The cheesecake swirl is also incredibly easy: just beat some cream cheese, sugar, a bit of flour, a bit of milk, and a splash of vanilla together until smooth. It helps to have the cream cheese at room temperature so it mixes in better and is more swirl-able in the liquidy pumpkin pie filling. If it's still too thick, you can add another splash of milk to thin it out. For more of a gingerbread flavor, you can also stir in more pumpkin pie spice and a spoonful of molasses. You'll sacrifice the contrast of the white cheesecake on orange pumpkin pie, but the darker color is also striking.

Another way to incorporate that gingerbread flavor is in the crust. I normally use my basic sweet pie crust recipe with plenty of butter, but you can switch it up and add the molasses and spices there so you get white cheesecake on orange pie on a dark crust. As always, keep your fat (or all the ingredients, if you can) cold and work the dough as little as possible for a tender, flaky crust.

Starting the oven at a high temperature sets the crust and makes the butter steam for extra flakiness, and then you have to lower it so the filling cooks through. You may need to cover the edges with some foil or one of those special crust shields (I highly recommend them, especially with all this holiday baking coming up!) to prevent burning, but you'll know it's done when the pie just barely jiggles in the center. If you're trying to fit this into your busy Thanksgiving to do list, you can make the crust a couple days in advance and bake the pie off the morning or afternoon you plan on serving it. It slices best if it has time to cool and set, so don't worry about moving the pie straight from the oven to the table. If you're looking for more pie inspiration to spice up your fall or brighten up your Thanksgiving table, you can also check out my chocolate fudge pecan piechocolate peanut butter piecinnamon crack pie, or tollhouse pie recipes.

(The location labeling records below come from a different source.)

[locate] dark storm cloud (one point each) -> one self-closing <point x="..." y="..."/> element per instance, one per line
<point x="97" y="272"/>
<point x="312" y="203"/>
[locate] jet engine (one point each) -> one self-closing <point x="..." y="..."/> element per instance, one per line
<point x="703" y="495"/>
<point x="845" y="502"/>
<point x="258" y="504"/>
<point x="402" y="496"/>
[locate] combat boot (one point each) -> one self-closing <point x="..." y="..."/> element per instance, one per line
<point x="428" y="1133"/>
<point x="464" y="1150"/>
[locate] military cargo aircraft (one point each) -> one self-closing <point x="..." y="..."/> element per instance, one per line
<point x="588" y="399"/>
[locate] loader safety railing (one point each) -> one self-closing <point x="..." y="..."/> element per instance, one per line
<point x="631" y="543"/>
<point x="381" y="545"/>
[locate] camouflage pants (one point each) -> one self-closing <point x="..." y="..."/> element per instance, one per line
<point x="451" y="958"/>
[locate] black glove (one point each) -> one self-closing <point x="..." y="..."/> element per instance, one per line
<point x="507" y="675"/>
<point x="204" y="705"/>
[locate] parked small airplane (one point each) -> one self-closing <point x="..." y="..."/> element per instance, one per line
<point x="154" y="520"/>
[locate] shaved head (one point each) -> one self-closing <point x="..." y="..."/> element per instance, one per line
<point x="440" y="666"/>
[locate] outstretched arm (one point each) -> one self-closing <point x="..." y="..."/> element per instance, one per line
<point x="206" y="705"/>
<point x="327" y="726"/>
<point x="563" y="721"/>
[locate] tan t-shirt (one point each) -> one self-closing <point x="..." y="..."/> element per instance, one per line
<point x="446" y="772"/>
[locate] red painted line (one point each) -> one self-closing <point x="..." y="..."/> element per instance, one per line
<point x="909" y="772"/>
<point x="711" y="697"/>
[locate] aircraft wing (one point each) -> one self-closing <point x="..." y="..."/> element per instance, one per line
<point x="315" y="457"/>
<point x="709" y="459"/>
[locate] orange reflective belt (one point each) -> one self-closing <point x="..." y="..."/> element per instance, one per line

1 Recipe Sweet Pie Crust Dough (see below)
1 14oz Can Sweetened Condensed Milk
2 Eggs
1 15oz Can Pumpkin
1 tsp Cinnamon
1/2 tsp Nutmeg
1/2 tsp Ginger
1/4 tsp Cloves
1/4 tsp Allspice
1/2 tsp + Pinch Salt
4 oz Cream Cheese, Softened
1/4 Cup Sugar
1 T Flour
1 T Milk
1 tsp Vanilla

Roll the pie dough out to fit a 9" pie plate and press gently to adhere. Chill until firm.

Heat oven to 425F.

Whisk the sweetened condensed milk and eggs together. Add the pumpkin, spices, and 1/2 tsp salt.

Beat the cream cheese, sugar, flour, milk, vanilla, and a pinch of salt together.

Pour the pumpkin mixture into the crust. Swirl in the cream cheese. Bake at 425F for 15 minutes, then lower oven to 350 and bake for 30 minutes more or until just set, covering the edges as necessary.

For the pie crust:
Pulse 1 1/4 C flour, 1/4 C sugar, and 1/4 tsp salt in a food processor until combined. Add 1 stick chilled and cubed butter and pulse until small pieces remain. Combine the an yolk with a tablespoon of cold water and add in. Pulse until it begins to form a ball, adding more water as necessary. Chill.